1 It’s written as “C.C.C.P.” in Cyrillic : USSR
2 Japanese rice wine : SAKE
3 Pupil’s place : UVEA
4 Chris formerly of 50-Across : REDD
5 Gave positive reinforcement : PRAISED
6 Presidential nickname of the early 20th century : TEDDY (giving “teddy bear”)
7 Penne ___ vodka : ALLA
8 Spot from which to say “bon voyage” : PIER
9 Protruding feature on a cliff : OUTCROP
10 Tennis star Naomi : OSAKA
11 Hiker’s aid : MAP
12 Sports org. with an annual championship on the weekend before Memorial Day : PGA
13 “___ So Shy” (1980 Pointer Sisters hit) : HE’S
18 Actress Reese of “Touched by an Angel” : DELLA
21 Waikiki locale : OAHU
24 Owie : BOO-BOO (giving “Boo-Boo Bear”)

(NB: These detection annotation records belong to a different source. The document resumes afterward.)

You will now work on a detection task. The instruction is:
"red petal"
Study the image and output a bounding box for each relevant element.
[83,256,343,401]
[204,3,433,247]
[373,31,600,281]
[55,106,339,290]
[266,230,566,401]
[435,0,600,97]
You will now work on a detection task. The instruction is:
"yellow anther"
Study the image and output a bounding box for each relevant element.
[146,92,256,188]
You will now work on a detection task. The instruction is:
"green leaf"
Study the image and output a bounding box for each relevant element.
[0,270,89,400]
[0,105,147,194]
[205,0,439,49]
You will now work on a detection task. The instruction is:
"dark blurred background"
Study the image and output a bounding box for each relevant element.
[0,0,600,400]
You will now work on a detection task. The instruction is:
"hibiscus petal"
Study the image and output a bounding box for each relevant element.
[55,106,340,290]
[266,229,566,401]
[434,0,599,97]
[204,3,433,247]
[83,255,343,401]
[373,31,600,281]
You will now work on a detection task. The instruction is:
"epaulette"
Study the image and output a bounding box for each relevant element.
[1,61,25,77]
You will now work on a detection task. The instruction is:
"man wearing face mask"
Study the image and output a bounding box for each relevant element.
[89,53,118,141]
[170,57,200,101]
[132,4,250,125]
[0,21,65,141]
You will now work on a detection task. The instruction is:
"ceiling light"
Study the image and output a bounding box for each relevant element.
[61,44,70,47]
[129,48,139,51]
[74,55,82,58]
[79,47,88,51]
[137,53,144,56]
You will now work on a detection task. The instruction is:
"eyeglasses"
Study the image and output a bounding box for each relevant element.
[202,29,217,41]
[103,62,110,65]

25 Ad section in a newspaper, maybe : INSERT
26 Seals, in a way : CAULKS
27 Dined at a restaurant : ATE OUT
28 City in which to see “Il Cenacolo” (“The Last Supper”) : MILANO
29 Motown legend Robinson : SMOKEY (giving “Smokey Bear”)

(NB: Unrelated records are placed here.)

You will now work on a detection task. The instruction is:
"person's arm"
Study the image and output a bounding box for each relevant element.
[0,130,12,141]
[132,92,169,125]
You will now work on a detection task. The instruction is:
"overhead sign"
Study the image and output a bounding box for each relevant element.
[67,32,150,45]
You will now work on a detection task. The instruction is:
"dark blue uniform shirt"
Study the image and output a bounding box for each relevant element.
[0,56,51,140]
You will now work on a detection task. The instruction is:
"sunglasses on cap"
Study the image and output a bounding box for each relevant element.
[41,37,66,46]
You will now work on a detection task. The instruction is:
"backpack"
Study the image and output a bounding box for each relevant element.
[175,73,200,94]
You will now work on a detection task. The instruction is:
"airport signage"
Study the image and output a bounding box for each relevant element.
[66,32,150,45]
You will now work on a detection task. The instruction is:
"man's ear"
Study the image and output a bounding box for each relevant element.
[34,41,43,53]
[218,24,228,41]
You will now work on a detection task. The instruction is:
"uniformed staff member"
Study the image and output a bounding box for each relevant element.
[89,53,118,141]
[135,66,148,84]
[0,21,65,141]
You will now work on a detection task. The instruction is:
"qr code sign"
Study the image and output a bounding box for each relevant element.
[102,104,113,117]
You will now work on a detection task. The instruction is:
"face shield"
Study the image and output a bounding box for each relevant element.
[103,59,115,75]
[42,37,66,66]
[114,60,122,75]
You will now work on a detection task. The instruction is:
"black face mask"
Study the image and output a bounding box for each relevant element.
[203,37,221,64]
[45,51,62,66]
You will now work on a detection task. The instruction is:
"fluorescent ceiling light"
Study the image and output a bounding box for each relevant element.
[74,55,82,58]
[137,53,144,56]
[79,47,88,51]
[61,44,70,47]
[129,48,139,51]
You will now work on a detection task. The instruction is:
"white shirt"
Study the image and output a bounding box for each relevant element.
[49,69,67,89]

30 Perfect score, often : TEN
31 Prominent parts of toucans : BEAKS
32 Plains tribe : OTOE
35 Sonoma and Yukon : GMCS
39 Leatherworker’s tool : AWL
41 Extra-loud, as a loudspeaker : BLARING
42 Prefix with nautical : AERO-
43 Fine partner? : DANDY
44 Audience for which a G-rated film is appropriate : ALL AGES
49 Keeping in the loop, in a way : CC’ING
50 Unloads, so to speak : SELLS
52 Bridge : SPAN
53 Meh : SO-SO
54 La ___ Tar Pits : BREA
55 Rank associated with tea and sandwiches? : EARL
56 Honeybees’ genus : APIS
57 Large flightless bird : RHEA
58 Toupee, slangily : RUG
59 Borrower’s concern, for short : APR
60 Poor grade : DEE

5 thoughts on “0131-24 NY Times Crossword 31 Jan 24, Wednesday”

  1. 17:15, no errors. I guess the key to the theme is recognizing that many people pronounce ‘to’ as ‘duh’.

  2. 15:16. Getting this done just a few minutes before Thursday. Helps keep my still single-digit streak alive.